Kongo Uno fordert sofortige Einstellung der Kämpfe

Die Rebellen im Kongo haben einen Waffenstillstand ausgerufen. Dennoch werden weiter Menschen getötet. Der Uno-Sicherheitsrat verurteilte die Offensive. Entwicklungsministerin Wieczorek-Zeul will mehr Blauhelmtruppen vor Ort - ob mit deutscher Beteiligung, ließ sie offen.


New York/Goma - Der Sicherheitsrat der Vereinten Nationen hat die sofortige Einstellung der Kämpfe im Kongo gefordert.
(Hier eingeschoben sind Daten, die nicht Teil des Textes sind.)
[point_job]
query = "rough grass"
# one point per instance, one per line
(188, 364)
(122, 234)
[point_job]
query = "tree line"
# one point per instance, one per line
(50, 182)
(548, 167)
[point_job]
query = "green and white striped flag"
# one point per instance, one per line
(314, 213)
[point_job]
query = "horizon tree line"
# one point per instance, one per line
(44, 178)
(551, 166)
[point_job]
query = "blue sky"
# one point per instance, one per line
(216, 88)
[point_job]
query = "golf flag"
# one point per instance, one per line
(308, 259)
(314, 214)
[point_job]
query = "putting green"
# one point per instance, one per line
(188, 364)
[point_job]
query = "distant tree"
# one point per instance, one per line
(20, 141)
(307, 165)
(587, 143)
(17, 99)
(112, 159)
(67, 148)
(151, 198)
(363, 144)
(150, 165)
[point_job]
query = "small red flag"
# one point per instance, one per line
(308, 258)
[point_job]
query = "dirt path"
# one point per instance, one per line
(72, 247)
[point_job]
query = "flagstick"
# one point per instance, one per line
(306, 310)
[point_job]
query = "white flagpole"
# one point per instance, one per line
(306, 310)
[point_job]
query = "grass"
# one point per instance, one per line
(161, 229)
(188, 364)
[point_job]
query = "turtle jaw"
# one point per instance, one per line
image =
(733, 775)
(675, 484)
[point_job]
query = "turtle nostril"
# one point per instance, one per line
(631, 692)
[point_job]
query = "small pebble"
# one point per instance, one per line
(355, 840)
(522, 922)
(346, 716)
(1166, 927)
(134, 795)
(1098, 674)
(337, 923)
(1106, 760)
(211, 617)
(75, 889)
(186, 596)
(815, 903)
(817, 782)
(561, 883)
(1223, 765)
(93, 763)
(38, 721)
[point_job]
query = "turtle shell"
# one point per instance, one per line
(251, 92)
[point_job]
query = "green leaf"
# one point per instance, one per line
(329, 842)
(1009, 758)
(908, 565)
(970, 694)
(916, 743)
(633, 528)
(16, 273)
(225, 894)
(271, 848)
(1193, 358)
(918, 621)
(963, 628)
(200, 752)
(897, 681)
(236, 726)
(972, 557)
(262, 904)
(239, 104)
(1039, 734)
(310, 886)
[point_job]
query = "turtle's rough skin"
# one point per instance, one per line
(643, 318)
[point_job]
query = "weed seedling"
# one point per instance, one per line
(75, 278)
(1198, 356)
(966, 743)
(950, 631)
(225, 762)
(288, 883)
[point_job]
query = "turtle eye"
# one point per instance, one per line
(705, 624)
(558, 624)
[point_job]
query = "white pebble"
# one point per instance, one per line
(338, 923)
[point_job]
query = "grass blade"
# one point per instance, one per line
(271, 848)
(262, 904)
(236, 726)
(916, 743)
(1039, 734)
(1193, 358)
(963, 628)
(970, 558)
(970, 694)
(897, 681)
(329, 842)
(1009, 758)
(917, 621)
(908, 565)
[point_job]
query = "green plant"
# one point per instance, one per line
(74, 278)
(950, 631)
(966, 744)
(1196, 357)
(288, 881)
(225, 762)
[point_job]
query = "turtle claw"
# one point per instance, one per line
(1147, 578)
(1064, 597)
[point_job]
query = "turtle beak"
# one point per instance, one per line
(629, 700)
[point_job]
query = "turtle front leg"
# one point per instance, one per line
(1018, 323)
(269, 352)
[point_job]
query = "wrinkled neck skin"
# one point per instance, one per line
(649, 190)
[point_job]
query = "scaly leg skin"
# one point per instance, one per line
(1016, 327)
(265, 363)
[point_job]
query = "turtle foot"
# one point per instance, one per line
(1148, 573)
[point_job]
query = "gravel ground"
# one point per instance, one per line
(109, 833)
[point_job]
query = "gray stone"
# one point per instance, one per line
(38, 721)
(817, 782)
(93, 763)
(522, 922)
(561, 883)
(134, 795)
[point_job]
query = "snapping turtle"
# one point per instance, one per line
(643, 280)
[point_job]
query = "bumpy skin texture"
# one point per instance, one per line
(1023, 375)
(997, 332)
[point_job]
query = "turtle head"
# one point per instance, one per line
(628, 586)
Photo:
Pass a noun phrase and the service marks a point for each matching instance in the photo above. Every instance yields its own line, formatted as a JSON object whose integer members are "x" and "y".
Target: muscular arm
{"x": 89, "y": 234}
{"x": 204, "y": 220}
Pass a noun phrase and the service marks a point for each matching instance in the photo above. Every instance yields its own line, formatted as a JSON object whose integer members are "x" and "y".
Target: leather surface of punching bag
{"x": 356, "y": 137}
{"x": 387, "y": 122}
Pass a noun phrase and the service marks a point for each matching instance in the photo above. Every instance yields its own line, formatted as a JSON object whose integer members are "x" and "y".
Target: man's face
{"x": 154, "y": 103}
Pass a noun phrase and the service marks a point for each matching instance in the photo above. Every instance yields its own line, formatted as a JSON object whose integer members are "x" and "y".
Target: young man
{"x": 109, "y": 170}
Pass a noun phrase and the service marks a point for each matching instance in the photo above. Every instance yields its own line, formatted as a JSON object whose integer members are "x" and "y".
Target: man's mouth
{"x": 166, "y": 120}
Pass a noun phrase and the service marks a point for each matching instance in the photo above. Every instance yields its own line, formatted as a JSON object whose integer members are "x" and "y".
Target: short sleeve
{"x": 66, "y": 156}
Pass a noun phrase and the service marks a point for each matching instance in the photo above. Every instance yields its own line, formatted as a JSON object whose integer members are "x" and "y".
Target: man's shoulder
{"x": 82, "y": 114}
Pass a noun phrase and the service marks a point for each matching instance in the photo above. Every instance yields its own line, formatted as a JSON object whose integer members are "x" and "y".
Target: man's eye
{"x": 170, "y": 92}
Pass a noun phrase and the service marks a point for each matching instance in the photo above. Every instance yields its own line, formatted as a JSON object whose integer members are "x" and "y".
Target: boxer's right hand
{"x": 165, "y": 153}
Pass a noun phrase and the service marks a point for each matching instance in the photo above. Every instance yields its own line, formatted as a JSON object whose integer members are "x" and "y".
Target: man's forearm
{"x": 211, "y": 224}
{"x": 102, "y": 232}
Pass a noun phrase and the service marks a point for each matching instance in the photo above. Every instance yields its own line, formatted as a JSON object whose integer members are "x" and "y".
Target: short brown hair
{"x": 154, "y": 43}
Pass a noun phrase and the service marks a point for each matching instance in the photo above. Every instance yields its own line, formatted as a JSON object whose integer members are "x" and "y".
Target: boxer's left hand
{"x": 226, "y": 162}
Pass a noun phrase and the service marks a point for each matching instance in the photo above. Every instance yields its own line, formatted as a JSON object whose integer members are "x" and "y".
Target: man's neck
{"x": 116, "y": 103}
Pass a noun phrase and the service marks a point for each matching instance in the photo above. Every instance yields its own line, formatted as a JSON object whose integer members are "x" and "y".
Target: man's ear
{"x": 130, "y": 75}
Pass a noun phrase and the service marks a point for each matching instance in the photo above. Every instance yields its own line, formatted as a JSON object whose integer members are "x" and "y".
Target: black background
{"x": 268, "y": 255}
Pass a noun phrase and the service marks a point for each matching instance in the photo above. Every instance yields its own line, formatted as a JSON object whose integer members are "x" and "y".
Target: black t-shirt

Das höchste Entscheidungsgremium der Uno verurteilte die Offensive der Tutsi-Rebellen einstimmig - und rief die Regierungen Kongos und Ruandas auf, die Stabilität in der Region wiederherzustellen.

Tutsi-Rebellen im Kongo: Uno-Sicherheitsrat verurteilt Offensive
AFP

Tutsi-Rebellen im Kongo: Uno-Sicherheitsrat verurteilt Offensive

Bei Kämpfen in der Nacht zum Donnerstag wurden nach Angaben der kongolesischen Armee aber wieder fünf Menschen getötet. Einheiten der Rebellen hätten Goma erreicht, sagte Oberst Jonas Padiri.

Nach Berichten von Augenzeugen haben Regierungssoldaten Häuser und Geschäfte geplündert. Sie stoppten auf der Flucht vor den Rebellen auch Fahrzeuge und Taxen. Der Vormarsch der Rebellen im Osten Kongos hat eine Massenflucht und Panik in der Provinzhauptstadt Goma ausgelöst, wie Uno-Sprecher Madnodje Mounoubai mitteilte. Blauhelmsoldaten hielten den Flughafen und andere strategisch wichtige Punkte in Goma besetzt.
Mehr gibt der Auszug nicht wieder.